Prof. Dr. Ünal, 200 binden fazla evrakın son derece değerli olduğunu vurgulayarak, "Topkapı Sarayı evrakı, devletin doğrudan idare merkezindeki evrak olduğu için tarih alanındaki çalışmalara, siyaset bilimi alanındaki çalışmalara ve diğer alanlara ışık tutacak niteliktedir. 200 binin üzerinde belge bulunmaktadır ve buradaki her belgenin tarihi önemi var. Biz Osmanlı tarihine ait olan hiçbir belgeyi ayıklama ve imhaya tabi tutmuyoruz. Hepsini alıp dijital ortama aktarıp, özel kutu, dosya ve gömleklere yerleştiriyoruz ve bunları araştırmaya sunuyoruz.

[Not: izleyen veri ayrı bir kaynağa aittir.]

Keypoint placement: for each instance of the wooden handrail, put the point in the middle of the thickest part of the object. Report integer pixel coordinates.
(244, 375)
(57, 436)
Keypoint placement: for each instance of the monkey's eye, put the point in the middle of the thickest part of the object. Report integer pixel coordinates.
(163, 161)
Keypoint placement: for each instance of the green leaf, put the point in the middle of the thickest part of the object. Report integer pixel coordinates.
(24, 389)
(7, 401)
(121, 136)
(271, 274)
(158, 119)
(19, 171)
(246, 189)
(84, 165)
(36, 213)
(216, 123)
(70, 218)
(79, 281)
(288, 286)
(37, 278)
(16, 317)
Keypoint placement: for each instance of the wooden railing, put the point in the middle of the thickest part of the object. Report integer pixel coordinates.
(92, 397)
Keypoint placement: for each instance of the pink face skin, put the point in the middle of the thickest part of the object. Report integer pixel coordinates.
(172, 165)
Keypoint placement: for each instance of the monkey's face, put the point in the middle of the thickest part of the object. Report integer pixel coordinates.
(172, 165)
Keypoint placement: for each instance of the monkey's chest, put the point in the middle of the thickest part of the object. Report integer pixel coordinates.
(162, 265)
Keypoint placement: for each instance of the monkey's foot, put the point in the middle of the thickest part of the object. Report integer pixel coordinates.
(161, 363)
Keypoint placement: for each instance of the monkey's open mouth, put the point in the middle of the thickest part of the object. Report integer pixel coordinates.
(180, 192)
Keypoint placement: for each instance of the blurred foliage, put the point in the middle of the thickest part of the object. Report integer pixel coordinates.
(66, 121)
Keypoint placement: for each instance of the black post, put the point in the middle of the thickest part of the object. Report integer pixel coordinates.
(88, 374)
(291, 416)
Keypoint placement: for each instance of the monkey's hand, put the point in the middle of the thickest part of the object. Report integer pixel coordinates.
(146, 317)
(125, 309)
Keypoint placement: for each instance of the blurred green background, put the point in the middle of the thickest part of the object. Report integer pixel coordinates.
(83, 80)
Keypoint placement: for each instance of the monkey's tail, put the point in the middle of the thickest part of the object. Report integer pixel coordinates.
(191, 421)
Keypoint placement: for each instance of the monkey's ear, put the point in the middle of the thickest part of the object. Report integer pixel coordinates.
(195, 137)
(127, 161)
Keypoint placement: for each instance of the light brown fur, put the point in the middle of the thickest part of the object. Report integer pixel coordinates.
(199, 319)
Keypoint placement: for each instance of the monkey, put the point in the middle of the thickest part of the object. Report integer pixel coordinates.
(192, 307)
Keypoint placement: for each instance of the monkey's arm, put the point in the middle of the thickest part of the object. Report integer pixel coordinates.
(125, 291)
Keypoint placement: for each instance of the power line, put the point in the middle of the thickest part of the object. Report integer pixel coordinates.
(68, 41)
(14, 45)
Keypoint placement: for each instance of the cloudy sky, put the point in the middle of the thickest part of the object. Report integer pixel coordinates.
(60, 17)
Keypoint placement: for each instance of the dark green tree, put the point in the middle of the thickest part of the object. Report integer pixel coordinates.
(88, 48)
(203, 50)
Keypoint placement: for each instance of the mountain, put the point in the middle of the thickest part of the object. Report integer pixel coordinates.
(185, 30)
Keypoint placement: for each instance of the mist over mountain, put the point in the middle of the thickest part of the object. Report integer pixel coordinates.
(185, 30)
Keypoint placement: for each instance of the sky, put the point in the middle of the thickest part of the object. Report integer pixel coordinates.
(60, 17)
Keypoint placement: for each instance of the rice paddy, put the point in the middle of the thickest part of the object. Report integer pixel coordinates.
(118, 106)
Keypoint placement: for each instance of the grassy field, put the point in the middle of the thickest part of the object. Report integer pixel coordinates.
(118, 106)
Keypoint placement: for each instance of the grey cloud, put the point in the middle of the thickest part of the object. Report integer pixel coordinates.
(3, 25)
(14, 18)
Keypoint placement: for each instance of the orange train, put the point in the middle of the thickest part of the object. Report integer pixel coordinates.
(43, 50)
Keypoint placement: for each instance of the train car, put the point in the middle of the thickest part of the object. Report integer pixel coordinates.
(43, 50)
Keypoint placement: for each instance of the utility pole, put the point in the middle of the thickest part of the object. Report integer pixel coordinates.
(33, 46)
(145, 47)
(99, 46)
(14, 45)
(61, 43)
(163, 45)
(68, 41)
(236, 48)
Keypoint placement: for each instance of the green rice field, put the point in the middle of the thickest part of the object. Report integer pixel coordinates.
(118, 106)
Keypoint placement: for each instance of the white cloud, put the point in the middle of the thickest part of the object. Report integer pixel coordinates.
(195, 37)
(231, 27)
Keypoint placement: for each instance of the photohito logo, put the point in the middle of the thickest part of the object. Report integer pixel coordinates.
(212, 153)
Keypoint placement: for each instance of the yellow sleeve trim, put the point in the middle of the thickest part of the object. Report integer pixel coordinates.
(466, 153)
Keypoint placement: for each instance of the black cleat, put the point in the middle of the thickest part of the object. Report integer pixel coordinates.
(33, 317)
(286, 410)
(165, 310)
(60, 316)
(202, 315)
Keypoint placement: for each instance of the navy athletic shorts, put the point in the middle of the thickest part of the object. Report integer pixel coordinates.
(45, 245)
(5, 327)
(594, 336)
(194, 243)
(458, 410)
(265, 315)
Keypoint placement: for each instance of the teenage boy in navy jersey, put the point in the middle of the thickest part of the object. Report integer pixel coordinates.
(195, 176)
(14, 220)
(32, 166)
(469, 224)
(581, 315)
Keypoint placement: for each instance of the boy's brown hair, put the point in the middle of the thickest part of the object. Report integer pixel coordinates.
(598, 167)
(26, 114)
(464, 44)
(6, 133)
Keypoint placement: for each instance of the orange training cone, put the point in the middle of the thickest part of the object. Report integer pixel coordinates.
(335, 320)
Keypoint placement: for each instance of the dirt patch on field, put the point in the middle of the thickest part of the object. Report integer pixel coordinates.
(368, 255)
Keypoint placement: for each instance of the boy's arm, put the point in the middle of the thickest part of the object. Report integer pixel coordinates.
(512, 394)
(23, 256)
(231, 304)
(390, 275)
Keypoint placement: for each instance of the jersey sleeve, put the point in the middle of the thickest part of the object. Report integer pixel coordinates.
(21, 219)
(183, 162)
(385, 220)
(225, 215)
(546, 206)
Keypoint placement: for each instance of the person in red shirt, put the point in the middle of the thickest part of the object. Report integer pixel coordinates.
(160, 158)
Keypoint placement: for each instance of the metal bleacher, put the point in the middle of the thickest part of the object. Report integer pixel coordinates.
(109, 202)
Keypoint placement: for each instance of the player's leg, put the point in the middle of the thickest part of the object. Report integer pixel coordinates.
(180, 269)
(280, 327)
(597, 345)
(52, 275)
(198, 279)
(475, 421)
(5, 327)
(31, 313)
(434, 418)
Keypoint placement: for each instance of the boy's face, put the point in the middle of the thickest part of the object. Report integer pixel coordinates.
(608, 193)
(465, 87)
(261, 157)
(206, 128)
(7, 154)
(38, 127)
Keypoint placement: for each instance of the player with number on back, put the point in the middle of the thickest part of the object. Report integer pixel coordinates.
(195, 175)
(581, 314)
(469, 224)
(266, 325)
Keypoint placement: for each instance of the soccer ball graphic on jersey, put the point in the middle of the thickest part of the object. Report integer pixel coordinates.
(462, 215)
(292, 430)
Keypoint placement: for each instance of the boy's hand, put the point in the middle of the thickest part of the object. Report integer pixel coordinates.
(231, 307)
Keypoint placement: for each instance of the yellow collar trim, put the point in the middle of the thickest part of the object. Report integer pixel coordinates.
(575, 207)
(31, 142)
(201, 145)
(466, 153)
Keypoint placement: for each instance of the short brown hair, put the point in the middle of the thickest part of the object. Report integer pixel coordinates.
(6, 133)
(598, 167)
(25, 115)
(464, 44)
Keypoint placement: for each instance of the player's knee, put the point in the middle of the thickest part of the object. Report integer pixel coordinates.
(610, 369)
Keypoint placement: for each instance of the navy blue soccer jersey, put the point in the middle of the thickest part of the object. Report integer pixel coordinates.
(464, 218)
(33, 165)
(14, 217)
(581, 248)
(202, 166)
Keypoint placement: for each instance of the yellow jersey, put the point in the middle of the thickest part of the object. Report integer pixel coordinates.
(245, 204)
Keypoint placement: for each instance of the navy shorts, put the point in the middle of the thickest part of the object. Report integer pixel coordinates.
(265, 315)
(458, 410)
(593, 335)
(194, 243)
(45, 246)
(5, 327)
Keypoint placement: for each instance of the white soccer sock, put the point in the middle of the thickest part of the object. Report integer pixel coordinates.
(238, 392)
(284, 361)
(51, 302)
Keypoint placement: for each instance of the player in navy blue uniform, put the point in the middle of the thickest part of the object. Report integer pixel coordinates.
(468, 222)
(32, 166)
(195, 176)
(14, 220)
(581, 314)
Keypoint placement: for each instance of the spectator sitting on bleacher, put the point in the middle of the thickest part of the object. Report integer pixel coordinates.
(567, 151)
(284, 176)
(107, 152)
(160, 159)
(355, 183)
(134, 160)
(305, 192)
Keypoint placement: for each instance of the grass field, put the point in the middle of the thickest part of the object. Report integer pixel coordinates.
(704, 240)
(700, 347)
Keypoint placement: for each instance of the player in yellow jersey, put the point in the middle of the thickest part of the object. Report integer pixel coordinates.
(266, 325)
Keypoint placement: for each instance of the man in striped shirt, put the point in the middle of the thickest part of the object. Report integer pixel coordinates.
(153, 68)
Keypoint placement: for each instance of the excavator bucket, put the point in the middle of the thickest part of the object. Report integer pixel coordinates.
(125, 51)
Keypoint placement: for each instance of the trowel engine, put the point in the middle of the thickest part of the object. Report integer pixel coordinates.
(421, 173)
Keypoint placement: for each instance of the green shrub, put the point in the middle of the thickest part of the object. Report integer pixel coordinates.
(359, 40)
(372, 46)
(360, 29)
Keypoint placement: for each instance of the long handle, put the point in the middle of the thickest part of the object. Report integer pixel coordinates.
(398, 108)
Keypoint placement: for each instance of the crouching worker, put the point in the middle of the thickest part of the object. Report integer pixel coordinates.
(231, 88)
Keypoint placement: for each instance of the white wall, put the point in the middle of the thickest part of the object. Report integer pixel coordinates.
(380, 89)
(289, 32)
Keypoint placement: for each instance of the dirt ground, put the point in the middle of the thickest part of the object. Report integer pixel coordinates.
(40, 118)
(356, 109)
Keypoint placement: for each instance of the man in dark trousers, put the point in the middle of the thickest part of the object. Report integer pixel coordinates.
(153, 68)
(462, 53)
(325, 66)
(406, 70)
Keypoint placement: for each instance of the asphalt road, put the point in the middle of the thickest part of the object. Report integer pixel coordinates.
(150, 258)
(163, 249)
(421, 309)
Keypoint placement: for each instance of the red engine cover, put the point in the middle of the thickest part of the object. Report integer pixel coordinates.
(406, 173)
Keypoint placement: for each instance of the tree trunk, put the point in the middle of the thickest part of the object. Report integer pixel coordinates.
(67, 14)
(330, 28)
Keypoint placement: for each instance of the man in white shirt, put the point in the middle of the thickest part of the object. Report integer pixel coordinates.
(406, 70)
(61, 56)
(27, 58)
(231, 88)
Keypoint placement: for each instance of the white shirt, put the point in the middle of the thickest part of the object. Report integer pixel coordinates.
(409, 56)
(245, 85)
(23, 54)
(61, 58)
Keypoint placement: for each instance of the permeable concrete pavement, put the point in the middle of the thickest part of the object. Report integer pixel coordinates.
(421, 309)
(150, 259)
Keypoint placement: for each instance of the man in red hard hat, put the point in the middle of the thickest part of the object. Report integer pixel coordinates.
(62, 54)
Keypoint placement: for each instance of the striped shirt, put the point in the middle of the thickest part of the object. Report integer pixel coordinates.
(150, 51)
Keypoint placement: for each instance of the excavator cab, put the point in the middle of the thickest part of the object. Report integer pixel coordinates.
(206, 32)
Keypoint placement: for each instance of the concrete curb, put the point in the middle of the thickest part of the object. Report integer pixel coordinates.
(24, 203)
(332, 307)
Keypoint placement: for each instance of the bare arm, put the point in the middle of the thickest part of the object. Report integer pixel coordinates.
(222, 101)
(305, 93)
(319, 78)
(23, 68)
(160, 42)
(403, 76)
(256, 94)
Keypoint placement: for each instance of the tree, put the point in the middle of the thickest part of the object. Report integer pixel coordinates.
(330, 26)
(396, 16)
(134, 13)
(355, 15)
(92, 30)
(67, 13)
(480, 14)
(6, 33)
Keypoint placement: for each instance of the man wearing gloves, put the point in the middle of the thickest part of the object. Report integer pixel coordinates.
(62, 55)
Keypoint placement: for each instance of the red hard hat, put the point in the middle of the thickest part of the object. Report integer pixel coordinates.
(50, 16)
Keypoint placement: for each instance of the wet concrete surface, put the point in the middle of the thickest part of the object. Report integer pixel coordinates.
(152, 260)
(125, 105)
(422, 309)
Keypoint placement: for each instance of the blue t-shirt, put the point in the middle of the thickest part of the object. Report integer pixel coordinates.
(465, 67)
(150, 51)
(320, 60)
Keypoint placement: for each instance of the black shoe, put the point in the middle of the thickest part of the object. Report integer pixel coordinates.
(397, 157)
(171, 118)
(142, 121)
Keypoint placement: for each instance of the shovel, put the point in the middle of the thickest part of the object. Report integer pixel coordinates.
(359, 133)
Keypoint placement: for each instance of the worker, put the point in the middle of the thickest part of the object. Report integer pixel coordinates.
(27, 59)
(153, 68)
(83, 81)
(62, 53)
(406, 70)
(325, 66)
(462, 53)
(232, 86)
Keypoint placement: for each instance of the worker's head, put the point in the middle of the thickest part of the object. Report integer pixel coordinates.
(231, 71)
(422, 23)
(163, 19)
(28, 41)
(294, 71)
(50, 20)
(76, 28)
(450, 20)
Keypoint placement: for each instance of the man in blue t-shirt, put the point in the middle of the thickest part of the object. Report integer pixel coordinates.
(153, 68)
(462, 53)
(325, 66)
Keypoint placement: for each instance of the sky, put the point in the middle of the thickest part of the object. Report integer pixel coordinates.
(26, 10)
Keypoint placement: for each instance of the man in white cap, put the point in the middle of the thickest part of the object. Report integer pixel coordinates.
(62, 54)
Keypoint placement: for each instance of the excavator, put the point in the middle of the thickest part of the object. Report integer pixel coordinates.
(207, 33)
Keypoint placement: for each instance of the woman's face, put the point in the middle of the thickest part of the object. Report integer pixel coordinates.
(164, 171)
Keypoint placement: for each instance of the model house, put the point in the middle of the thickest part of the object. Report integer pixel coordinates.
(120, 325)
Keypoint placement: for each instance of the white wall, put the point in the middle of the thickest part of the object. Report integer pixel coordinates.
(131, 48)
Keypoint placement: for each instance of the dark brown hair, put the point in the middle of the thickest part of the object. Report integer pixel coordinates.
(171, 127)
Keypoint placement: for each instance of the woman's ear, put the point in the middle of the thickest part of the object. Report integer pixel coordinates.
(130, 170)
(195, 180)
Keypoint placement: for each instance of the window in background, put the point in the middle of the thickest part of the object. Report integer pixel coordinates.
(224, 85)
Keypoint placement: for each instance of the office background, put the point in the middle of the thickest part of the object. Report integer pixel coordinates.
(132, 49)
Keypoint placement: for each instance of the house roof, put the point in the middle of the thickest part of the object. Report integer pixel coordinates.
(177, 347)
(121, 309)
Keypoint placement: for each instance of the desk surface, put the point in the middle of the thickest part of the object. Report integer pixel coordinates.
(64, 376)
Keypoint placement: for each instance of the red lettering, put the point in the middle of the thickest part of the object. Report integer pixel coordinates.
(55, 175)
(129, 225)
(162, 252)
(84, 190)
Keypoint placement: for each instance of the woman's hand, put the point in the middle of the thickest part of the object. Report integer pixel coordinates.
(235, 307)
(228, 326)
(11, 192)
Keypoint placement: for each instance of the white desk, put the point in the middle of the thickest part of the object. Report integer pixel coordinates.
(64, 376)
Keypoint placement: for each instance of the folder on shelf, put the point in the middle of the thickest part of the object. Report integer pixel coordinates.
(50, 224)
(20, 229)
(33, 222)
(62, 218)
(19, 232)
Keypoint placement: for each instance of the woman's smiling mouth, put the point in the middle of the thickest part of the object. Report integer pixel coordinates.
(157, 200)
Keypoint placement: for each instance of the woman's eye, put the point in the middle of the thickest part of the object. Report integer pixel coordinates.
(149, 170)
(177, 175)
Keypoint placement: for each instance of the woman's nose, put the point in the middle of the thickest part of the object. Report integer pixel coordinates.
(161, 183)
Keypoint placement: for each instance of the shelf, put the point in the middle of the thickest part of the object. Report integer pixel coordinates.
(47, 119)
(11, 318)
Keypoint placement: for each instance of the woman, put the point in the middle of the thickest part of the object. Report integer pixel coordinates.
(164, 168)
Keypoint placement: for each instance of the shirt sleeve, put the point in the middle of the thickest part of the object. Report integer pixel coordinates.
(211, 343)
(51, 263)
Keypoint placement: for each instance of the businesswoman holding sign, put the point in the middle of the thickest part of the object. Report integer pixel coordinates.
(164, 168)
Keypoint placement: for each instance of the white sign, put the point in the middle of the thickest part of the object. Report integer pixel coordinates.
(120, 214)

Bu belgeler kamuoyuyla paylaşıldıkça Osmanlı Devleti'ne ait birçok husus da yeniden değerlendirilme imkanı bulacaktır." değerlendirmesinde bulundu.
- "Dünya standartlarının üstünde bir ortamda muhafaza ediyoruz"
Arşivciliğin birinci görevinin, tarihi belgeleri kamuoyuyla paylaşmadan önce korunması olduğunu dile getiren Ünal, belgeler için hem Kültür Bakanlığı'nın hem de Devlet Arşivleri'nin uzmanlarını görevlendirdiğini kaydetti.
Uzmanların teslim sürecinde her belgenin tek tek kaydını tuttuğunu aktaran Ünal, konuşmasını şöyle tamamladı:
"Kültür Bakanlığı, Topkapı Sarayı'ndaki evrakı bize teslim ediyor. Biz de tek tek kayıtlara bakarak, bunların künyelerini girerek kendi kaydımıza alıyoruz. Belgeleri haftanın bir günü kendi personelimiz ve emniyetten aldığımız destekle dikkatli ve titiz bir şekilde taşıyoruz. Burada iklimlendirme açısından dünya standartlarının üstünde bir ortamda muhafaza ediyoruz. 2013'te o dönem Başbakan olan sayın Cumhurbaşkanımız tarafından açılan bu arşiv külliyesi şu anda dünya arşivciliğinin en modern örneklerinden birisi. Burada belgeler asitsiz gömlek ve özel dosyalarda muhafaza ediliyor. Araştırmacılarla belgenin orijinali değil, dijital ortama aktarılmış görüntüsünü paylaşıyoruz. Topkapı Sarayı Müzesi saray arşivinin, Başbakanlık Devlet Arşivleri Genel Müdürlüğü'ne intikali, Osmanlı hafızasının tek bir merkezde toplanması adına atılmış en önemli adımlardan biri olmuştur. Bu kapsamda Osmanlı dönemine ait evraka sahip olan tüm kamu kurumlarının da aynı hassasiyetle konuya yaklaşımları gereklidir. Zira Başbakanlık Osmanlı Arşivi gerek depo ve koruma imkanları gerekse tasnif, dijital ve araştırma hizmetleri açısından ileri seviyededir."